Neden böyle bir stratejiye ihtiyaç duyuldu? 

Tarihsel kronolojide uygarlıksal gelişmeleri ifade eden duraklar vardır. Mitolojiler Dine, Din felsefeye, felsefe de yerini bilime bırakır. Tarihsel kronolojinin düşünce tarihi böyle ilerler. Alta doğru üretim biçimi, iktidar ve genel anlamda sistemlerin tümünü kapsayan gelişmeler bu ana duraklara bağlı olarak kendilerini yenilerler.Sömürgecilik tarihi bu anlamda özgün bir konu olarak ele almak mümkün.
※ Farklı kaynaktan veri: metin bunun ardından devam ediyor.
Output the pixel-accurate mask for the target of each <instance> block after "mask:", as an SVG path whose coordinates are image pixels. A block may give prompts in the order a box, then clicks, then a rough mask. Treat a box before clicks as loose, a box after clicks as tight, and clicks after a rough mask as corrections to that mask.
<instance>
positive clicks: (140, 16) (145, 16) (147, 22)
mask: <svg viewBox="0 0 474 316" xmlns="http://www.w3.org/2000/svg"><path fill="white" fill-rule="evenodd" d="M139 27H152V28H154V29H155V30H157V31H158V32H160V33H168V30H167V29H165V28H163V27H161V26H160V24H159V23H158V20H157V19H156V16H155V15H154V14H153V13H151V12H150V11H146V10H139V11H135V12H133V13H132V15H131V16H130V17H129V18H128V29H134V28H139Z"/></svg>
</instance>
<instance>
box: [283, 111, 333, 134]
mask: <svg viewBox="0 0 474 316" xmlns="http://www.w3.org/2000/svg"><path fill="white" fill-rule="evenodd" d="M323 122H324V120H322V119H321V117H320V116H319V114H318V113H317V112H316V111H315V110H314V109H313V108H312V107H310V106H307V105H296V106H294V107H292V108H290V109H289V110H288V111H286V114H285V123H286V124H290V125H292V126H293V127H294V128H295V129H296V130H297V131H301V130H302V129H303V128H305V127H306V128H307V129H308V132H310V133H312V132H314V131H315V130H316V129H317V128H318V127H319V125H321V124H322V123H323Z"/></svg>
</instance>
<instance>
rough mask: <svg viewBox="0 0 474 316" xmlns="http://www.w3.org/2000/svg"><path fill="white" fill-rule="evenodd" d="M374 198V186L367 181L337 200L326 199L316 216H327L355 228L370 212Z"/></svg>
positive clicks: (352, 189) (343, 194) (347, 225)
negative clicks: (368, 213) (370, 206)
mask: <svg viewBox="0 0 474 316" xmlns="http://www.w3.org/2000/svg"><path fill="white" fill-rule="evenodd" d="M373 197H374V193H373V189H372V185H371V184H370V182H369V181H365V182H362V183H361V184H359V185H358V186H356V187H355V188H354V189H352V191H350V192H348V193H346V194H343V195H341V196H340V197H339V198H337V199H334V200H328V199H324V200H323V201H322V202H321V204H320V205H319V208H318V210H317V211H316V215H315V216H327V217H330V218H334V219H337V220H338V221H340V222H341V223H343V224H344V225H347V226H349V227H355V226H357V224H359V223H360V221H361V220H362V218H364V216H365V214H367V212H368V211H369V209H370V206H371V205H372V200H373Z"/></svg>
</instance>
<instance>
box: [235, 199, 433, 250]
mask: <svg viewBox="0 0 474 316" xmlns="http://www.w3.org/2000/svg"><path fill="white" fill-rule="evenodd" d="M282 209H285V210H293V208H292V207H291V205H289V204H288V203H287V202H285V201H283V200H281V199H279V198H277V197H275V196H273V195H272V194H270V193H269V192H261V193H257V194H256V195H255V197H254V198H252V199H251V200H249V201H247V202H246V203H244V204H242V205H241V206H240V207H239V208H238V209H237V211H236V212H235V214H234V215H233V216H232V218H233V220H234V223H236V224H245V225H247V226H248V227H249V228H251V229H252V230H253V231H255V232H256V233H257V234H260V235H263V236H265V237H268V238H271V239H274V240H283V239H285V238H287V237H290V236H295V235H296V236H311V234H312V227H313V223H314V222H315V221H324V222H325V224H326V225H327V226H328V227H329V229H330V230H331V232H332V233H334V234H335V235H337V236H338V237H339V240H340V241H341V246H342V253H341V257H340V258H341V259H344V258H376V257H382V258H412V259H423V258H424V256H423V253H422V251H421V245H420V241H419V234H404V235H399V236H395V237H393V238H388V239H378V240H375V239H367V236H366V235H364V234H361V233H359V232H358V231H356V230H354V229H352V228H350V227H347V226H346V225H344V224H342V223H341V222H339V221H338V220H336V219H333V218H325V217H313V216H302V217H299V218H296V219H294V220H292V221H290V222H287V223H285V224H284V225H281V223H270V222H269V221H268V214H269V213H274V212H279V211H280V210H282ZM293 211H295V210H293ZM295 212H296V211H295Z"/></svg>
İbn-i Haldun Mukaddime adlı eserinde uygarlıkları insana benzetir. Ve uygarlıkların da çocukluk, gençlik, olgunluk ve yaşlılık dönemlerinin olduğunu belirtir. Olgunluk ve yaşlılık, yani uygarlıkların yükseliş ve çöküşlerinin iç içe olduğu vurgulanır. Yükseliş süreçlerini idrak edip kendini yenileyen uygarlıklar çöküşün akıbetini yasamadan ömürlerini uzata bilmeyi başarmışlardır.

Günümüzdeki emperyalist sistemler de,  ihtiyarlık süreçlerini yaşamaktadırlar. Değişik dönemlerde yaşanan krizler bunun bir sonucudur. Konumuzla bağlantılı olan yönüne gelecek olursak emperyalist sistemler içteki tıkanıklığı ve çöküşü aşmak için başvurdukları temel yöntem dışa saldırmaktır. İçte ki tepkinin yönünü dışa vererek bir nebze rahatlamaya çalışıp dış saldırıdaki emellerini gerçekleştirmeye çalışırlar.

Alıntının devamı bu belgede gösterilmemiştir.